Yearly rings – can they tell the age of the tree?
The yearly rings appear in trees with growth rhythm that changes according to seasons. How does this happen? The ring is formed by the formation of new xylem cells every year. The ring-shaped pores are formed when big xylem cells with large inner space are created in the middle of the growth season, while in the end of the growth season the cells are smaller with smaller inner spaces. Small cells appear darker while larger cells appear brighter when looking at a truck dissection. The boundary between the rings is the smaller cells. As the next growth season starts, larger cells are formed immediately, so the boundary between them is very distinct. This is how the yearly rings are being told apart from each other. Some trees do not have visible rings as they create similar volume cells all year long.
The width of the yearly rings is affected by the tree’s surroundings- light, temperatures, water availability, pests, and diseases. We can analyze tree trunks and learn from them about the environment conditions and the climate throughout the years. Some trees can create a few rings a year (Cupressus). Tropical trees have almost no visible changes in their growth rate and therefore have no rings (Fig tree, White Acacia).

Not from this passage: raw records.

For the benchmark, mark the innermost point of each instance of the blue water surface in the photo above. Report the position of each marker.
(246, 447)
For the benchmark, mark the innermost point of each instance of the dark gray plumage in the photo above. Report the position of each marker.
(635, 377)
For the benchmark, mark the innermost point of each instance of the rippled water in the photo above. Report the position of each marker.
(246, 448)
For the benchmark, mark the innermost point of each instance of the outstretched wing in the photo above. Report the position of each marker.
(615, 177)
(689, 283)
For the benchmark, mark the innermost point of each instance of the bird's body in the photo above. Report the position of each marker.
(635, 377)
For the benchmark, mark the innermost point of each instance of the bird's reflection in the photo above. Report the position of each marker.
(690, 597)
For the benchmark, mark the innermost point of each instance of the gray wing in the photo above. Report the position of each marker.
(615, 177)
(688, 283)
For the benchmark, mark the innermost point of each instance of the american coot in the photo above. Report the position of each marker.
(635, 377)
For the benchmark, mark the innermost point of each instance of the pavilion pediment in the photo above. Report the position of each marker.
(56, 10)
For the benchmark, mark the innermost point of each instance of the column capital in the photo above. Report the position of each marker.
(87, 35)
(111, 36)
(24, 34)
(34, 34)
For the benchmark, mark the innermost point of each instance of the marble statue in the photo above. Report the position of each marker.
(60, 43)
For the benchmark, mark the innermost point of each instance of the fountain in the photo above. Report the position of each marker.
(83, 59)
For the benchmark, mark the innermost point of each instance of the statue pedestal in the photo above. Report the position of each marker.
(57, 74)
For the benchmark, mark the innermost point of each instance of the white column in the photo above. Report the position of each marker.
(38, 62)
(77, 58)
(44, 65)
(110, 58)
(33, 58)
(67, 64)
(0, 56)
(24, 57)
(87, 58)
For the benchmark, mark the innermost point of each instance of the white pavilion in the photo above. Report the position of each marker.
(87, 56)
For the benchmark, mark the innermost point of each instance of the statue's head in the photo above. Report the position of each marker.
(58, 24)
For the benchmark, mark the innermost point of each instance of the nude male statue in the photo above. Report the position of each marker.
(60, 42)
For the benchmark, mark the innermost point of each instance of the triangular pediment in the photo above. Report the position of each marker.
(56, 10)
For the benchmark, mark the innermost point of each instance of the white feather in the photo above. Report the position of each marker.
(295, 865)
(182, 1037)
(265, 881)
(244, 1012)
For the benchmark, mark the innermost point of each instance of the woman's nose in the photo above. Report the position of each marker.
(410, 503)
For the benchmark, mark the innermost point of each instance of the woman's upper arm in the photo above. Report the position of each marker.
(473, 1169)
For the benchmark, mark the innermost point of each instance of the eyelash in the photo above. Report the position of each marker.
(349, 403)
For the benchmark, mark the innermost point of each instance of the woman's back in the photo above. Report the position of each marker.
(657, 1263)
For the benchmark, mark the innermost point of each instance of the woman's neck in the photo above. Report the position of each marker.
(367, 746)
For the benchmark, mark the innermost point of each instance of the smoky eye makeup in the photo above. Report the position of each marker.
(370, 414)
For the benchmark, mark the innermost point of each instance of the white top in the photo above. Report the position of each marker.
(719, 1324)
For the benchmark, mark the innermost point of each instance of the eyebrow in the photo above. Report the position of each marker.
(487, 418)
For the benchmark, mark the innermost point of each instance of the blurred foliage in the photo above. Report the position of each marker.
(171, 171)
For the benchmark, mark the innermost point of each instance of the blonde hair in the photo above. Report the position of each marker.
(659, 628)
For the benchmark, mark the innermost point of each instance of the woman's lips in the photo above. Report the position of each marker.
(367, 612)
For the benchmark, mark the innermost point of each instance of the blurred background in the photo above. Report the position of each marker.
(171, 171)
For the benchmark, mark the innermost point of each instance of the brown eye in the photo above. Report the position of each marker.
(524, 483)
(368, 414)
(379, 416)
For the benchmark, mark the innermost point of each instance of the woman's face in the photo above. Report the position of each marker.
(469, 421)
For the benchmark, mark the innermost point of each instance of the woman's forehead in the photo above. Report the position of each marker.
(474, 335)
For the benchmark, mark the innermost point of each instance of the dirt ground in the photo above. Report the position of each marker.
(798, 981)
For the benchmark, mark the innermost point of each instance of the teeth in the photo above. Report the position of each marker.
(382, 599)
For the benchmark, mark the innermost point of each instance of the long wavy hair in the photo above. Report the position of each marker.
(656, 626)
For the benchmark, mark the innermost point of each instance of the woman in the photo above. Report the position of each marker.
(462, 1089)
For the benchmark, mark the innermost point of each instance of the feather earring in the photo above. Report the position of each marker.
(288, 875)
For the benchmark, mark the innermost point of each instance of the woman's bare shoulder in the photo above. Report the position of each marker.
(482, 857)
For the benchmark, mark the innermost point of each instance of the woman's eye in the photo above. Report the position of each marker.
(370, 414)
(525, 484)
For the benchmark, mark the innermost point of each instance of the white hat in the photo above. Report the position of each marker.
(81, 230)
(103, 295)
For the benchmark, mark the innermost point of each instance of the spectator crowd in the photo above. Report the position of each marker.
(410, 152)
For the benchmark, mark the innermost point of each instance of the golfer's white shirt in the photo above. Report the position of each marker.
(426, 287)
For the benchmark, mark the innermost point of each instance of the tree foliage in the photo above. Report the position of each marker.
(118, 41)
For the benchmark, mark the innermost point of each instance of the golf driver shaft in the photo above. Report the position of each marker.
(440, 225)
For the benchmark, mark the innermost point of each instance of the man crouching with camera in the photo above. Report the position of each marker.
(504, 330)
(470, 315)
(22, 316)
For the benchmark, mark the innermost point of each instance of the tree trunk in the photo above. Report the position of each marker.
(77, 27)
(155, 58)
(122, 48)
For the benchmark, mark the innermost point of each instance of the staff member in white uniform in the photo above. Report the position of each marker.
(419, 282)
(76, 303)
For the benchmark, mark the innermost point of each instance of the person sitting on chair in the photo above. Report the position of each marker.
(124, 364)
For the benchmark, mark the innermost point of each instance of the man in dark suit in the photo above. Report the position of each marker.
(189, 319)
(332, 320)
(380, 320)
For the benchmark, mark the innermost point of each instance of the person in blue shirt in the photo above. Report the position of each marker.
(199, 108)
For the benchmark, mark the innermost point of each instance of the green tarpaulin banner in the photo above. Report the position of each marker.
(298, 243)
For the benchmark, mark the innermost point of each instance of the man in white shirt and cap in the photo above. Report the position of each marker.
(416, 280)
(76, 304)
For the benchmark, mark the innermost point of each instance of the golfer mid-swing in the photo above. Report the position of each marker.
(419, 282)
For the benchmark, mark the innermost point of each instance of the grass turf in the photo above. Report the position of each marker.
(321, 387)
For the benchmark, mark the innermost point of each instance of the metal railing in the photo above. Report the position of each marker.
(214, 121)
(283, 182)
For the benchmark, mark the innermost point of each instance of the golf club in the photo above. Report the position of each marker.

In monocotyledon trees (Palm trees) there is no thickening of the cambium, and thus no secondary xylem. The existing thickening is the primary xylem only, and it occurs together with the leaf growth by the cambium in the root of the leaf. In Yucca, there is some secondary thickening, and they seem to have some kind of trunk. These trees have no yearly rings, in fact, they are not even trees!
In mature trees, the primary xylem in the core blocks sometimes. These blockages are called Tyloses. Different materials accumulate and create a dark color in the center of the trunk, and the primary xylem stops. The dark xylem’s resilience to decomposition is stronger, as the accumulating materials are glues and resin that are not easily damaged.
And what happens underground?
It is important to mention that the tree roots also thicken and create secondary xylem and bark. The mature roots are valuable for tree support. A cork peel is formed on the mature root, and it is no longer a water absorber. Water absorption occurs only on juvenile roots in the edge of the root system, which is why it is important to keep the juvenile roots with the suckers in their ends intact when moving trees to a new place, for example.